Tuesday, July 29, 2008

Food, for thought!

It's not easy being a vegetarian! Ask them for a fried bird, a baked animal, a marinated limb...a breast in sauce and they'll promptly get it. Ask them for "something vegetarian" and they'll first serve you a look of surprise, then a look of "uh, now we have to figure something out specially for this one" and then... pity because they know whatever they have managed to throw on your plate isn't even appetizing to them... leave alone your vegetarian taste buds!
No surprise then, that I was very excited when we decided to take the show to Chennai, where I'm told a vegetarian has enough to choose from. I love south Indian food! Its another matter altogether, that my description of south Indian food begins and ends at dosas. Anyhow... I was excited.

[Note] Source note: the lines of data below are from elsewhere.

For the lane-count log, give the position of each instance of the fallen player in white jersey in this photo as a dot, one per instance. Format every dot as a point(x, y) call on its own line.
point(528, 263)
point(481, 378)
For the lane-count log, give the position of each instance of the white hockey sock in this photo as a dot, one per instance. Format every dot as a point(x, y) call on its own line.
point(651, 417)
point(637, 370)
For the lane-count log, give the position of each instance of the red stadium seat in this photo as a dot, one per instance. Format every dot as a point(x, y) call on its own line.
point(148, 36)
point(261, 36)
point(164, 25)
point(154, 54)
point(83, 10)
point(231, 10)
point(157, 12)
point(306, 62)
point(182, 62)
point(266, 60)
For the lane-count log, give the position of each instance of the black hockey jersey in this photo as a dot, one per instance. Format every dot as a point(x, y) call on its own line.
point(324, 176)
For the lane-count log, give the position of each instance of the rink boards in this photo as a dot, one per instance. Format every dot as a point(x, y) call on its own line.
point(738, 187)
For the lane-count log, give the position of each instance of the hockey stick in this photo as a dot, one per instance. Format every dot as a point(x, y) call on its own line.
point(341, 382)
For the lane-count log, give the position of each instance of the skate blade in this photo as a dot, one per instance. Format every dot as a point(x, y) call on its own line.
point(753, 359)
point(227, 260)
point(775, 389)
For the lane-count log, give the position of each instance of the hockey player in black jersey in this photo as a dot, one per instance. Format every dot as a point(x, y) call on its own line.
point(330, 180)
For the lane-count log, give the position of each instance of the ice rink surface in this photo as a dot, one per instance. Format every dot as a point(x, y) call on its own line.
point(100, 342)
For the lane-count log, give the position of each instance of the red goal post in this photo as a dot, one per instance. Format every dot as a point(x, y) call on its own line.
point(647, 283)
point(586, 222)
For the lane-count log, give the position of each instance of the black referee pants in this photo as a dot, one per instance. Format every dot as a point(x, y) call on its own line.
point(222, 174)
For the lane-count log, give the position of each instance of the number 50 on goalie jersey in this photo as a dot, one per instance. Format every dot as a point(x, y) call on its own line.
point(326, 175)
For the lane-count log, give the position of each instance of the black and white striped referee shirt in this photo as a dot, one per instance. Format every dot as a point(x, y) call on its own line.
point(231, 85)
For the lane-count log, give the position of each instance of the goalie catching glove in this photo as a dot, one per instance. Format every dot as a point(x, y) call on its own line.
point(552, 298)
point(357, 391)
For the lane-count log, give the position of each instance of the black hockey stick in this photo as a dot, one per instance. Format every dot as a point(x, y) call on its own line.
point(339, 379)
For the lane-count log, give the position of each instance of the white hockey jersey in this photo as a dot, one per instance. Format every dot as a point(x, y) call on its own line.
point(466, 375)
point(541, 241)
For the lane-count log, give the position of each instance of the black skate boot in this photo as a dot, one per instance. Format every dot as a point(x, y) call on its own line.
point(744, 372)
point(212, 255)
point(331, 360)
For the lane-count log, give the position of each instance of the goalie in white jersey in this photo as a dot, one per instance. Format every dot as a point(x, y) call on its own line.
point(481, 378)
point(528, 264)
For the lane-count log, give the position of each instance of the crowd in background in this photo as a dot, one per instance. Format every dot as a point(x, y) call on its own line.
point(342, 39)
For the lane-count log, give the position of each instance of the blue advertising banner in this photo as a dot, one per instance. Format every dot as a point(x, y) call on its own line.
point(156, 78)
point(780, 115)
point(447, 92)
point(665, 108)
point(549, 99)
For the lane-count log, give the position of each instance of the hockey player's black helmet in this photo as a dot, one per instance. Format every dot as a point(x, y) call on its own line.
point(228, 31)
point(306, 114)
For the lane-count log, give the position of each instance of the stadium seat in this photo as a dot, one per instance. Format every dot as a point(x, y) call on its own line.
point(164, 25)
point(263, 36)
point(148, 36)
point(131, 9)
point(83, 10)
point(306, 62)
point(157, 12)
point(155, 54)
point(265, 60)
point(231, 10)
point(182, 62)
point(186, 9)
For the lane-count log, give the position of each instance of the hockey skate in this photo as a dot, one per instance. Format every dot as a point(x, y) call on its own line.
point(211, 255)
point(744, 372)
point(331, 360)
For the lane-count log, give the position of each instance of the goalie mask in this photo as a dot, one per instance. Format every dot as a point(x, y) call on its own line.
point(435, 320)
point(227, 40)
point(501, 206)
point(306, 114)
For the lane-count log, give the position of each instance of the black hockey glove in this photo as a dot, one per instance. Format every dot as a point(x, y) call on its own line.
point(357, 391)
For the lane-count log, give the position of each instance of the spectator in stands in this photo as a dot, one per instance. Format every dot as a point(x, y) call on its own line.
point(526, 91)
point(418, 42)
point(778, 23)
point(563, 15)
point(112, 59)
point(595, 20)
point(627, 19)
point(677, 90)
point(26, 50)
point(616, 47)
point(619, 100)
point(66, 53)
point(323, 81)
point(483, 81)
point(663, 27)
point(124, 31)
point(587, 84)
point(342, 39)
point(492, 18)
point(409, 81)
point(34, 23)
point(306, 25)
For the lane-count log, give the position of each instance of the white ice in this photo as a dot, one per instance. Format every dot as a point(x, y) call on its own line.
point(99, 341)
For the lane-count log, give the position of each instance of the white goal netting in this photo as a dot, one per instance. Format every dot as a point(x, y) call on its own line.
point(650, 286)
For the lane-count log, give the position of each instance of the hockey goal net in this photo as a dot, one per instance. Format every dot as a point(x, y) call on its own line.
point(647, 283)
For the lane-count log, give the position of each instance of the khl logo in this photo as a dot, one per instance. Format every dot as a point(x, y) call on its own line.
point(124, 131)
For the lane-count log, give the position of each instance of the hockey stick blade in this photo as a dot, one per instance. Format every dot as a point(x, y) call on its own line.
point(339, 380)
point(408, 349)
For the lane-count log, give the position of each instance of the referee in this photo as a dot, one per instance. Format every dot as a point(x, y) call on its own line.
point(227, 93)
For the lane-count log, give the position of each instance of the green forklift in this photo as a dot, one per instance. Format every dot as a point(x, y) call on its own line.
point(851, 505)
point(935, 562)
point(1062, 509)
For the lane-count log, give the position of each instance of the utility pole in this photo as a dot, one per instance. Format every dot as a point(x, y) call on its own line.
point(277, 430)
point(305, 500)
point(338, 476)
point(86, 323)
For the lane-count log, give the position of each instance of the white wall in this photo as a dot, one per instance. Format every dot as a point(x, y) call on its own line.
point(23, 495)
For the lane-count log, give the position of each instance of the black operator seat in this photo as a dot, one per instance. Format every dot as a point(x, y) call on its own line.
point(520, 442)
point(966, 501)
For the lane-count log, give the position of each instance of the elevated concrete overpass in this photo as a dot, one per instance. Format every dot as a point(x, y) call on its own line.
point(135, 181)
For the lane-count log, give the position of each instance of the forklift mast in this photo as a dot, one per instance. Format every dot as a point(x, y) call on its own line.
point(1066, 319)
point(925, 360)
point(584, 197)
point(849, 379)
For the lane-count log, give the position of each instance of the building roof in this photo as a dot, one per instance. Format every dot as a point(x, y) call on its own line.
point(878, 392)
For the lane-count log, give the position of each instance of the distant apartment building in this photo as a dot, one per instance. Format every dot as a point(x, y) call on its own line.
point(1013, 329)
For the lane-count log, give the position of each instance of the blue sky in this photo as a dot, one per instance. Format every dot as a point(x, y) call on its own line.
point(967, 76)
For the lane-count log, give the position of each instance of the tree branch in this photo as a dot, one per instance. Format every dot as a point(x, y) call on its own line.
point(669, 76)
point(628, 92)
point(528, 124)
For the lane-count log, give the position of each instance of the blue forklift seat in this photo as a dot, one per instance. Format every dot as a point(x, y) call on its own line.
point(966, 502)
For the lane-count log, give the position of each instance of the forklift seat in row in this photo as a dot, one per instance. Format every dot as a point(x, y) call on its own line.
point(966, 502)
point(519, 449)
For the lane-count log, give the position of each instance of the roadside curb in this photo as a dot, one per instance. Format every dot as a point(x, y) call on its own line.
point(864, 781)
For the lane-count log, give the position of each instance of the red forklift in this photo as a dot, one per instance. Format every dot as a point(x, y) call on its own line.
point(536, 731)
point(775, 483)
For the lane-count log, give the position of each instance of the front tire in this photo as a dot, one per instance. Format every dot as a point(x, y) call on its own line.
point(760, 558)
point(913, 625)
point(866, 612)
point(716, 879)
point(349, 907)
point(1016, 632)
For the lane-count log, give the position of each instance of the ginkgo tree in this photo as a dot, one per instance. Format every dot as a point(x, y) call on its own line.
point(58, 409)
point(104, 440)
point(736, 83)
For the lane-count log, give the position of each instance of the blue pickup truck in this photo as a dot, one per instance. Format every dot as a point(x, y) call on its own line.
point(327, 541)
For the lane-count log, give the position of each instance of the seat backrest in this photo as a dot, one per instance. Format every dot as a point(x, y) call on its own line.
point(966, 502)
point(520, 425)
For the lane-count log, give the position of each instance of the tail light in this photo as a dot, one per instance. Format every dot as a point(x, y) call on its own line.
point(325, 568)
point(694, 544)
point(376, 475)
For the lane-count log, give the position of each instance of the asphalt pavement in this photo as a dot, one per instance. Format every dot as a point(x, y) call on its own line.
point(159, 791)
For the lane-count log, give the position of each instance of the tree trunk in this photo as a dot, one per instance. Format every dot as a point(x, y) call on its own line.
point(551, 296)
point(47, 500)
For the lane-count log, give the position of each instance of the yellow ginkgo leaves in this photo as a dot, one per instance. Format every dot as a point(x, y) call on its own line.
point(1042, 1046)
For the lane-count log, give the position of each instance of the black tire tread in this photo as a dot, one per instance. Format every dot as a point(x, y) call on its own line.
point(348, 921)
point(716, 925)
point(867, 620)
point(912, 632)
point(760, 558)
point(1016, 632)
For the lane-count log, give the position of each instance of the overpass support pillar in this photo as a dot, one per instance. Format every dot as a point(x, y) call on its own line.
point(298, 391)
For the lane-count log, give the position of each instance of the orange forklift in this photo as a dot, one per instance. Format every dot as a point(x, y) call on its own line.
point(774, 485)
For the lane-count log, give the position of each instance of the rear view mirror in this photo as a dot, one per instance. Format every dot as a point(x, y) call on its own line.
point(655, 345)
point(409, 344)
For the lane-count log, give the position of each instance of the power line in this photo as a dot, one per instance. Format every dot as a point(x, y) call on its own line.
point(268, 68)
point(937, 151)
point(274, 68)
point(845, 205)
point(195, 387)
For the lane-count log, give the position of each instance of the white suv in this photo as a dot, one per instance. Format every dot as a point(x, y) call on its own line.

There are things I knew about this city, even before this travel. I'd stopped over several times in (the then Madras) on our way from Port blair to Delhi. My only recollection of Chennai was getting off at the airport and heading to the train station to board a train to Hazrat Nizamuddin. And part of that trip, was this one unforgettable riksha ride where the rishawala made mum, dad and me all get off and pull the riksha up the slope when he couldn't manage alone! In hindsight, that was his subtle way of saying "You fat cows... heard of a diet, ever"!"
We went to Chennai with the idea of doing a show about the massive He-She divide that is an inherent part of the city. Something I'm told that comes in at the very grass root level, schools and colleges. Lets not even get started on the whole "denims and t-shirts are not allowed" bit. The thing that amused me , was that certain colleges have separate water coolers for boy and girls. What amused me further, was that of the lot we met, many students disliked the idea (well, can u blame 'em!) however didn't dislike it enough to react to it. "I just have to deal with it while I'm here, and then I'm back to kochi once I'm done with college," said a guy called Abhishek Mehra on camera... when I asked him about the gender divide and how it makes him feel.
Colleges aside, wWe went looking then, (and this is the part that this show is really about), for people who're managing to live within this society...without having to give up on what they think is right or wrong. Is it easy"! "Not really," said Nanditha, the by now famous lead singer of the Band NO IDEA. I don't know what made her a household name... the music or her live in relationship. Because quite frankly, more seemed to know about the fact that she lived in with a guy for years together, than they would about the fact that her band has been a winner at the Great Indian rock band fest. And that is what made her so interesting. The fact that she hasn't stopped living because her neighbors would make faces and pass comments. And that's when we realized the youth of Chennai was out to make it big...
So weather it was Sunita, the female bar tender who's learning the skill despite the fact that almost no bar in Chennai will hire a female bar tender, or Alisha...the female biker who's continuing to race despite the lack of sponsors.... We were all excited about the show... because it managed to take us beyond what we went looking for... the gender divide.
A quick lesson in bharatnatyam and a filter coffee later..we had some stuff we could say with conviction.
Does the gender divide... yes!
Does it really matter"" Well, to someone who has that go getter attitude...how can it really"!
They're too preoccupied making dreams come true!